The economy has slowed down Conservative Party leader Pierre Poilievre heard Tuesday (May 14) at Ocean Trailer in Delta.

Company president Sid Keay hosted Poilievre for a campaign-style stop saying that the economy has dropped in the last year or so.

“Life has never been worse, than it is today,” Poilievre told the crowd of workers at the company that leases, sells and repairs highway truck trailers, recounting that Keay told him he’s never seen the economy so bad. “And it’s getting worse every single day.”

Keay said that it’s been slow for the last 15 months, as higher interest rates take effect, along with taxes, including the carbon tax.

“The economy, it’s in the tank,” he said.

For instance, previously, it would be hard to fill unskilled positions at the company. Now, if the company puts out a job notice, it gets 200 responses in a few hours.

Poilievre was back in Delta just a few weeks after visiting Silver City Galvanizing in early April, in support of recently named Conservative candidate Jessy Sahota.

At the Ocean Trailer visit, Poilievre repeated his promise to eliminate the carbon tax that he said would lower transportation costs while cutting spending and waste to reduce inflation, taxes and interest rates.

He added that Vancouver is the third-most expensive housing market in the world when housing prices are compared to incomes.

Delta Liberal MP Carla Qualtrough however, disagreed with Poilievre’s description when contacted by the Optimist for a follow-up interview.

“I think that Pierre Poilievre’s catastrophizing, and not giving Canadians and Canadian businesses enough credit,” she said.

People are struggling now but Canadians are resilient, and the economy is showing signs of coming back strong, whether it’s inflation slowing, unemployment steady and rising wages. But on the ground, it may not feel that way so that’s why government has launched assistance programs, she said.

During the visit, Keay also asked about the continued existence of open net fish farms on B.C.’s coast. He owns Duncanby Lodge in Rivers Inlet.

“If Mother Nature wanted Atlantic salmon in her Pacific Ocean, she would have put them there,” Keay said.

Poilievre though said that Conservative policy is a science-based policy that will protect habitat for Pacific salmon while ensuring that, “sustainable fish harvesting is allowed to succeed.

“We’ll be guided by science on that,” he said.

According to the B.C. Salmon Farmers, science over the last 30 years shows that farmed salmon and wild salmon can co-exist.

Qualtrough though said there’s broad consensus that open net fish farms have to go, pointing out that B.C. is the only place on the west coast of North America where they’re still allowed.
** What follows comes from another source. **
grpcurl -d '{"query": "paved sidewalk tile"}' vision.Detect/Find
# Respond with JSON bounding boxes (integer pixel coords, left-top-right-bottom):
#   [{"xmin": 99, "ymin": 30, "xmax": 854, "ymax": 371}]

She said the commitment was to have the transition away from open net pens complete by 2025 but it also requires helping communities that are dependent on fish farms to adjust.

“This is happening. It’s just a matter of over the course of how long and will we meet the end of 2025 deadline,” Qualtrough said. “It’s going to happen.”

“There are very few issues that I’ve seen such broad consensus on,” she said.

Keay though said he’ll keep pressing the issue with Poilievre. “We need land-based aquaculture industry here,” Keay said. “Beyond a doubt. The science is there.

“And I don’t intend on letting him off the hook now. We’re optimistic that he’s listening, and we’ll make sure that the right thing happens

“It’s so incredibly important. To lose a species of fish - entire runs of fish – when we could have done something about it – it’s on us.”